Oh Laika, you little psychopath, you. How I love you so~. I also love Nico and Skada's characters. Especially Skada.
What’s it like being reaped? What’s it like for thousands of eyes to be on you, you, and only you? What’s it like to know that you are going to your almost certain death?
I can’t say. I really, truly can’t. I walked calmly, quietly toward the stage, like a robot. People parted for me, staying a good distance back, as though my emotionless demeanor was contagious. I mounted the steps and halted in front of Farina, who grasped my hand.
“Congratulations!” she told me. I glared at her.
“Thank you,” I said flatly, squeezing her hand so hard she flinched. Farina quickly withdrew her hand from my death grip and composed herself.
“Any volunteers?” Farina asked. No one raised their hand, which I found strange. People usually volunteered in this District.
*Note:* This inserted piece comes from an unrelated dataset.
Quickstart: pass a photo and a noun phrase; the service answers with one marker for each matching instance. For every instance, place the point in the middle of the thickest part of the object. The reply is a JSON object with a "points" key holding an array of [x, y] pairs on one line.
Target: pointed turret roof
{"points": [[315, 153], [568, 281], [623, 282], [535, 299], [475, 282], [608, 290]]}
“Alright then....so now for the boy!” our district escort shrieked. I inconspicuously took a few steps back so she wouldn’t be wailing in my ear. After a second of rummaging, Farina withdrew the boy’s name.
“And our boy is….Nico Raine!”
Now, this may surprise you, but I’m not a social person, so I had no idea who the hell this kid was until he came up here. Nico was at least two years older than me, and about two feet taller. You could see his muscles through his shirt. His blond hair was thick and flyaway. His green eyes were hard and cold. No one volunteered, obviously. Nico was Career material through and through, and he was expected to win these Games.
Farina turned toward us, grinning. “We now have out two lucky tributes! Please shake hands!”
Nico’s hand was surprisingly soft, like he was trying on purpose not to break me. He whispered something softly to me.
“I was hoping for some better competition,” he said. “But oh well. I’ll just have to count on the other Districts. Have fun dying.”
I dug my fingernails into his hand. “Do yourself a favor, and go to hell. I’ll be the one to come home.”
We withdrew our hands and glared at each other the whole way to the District Building, where we would say our goodbyes to our families as we waited for the train to take us to the Capitol.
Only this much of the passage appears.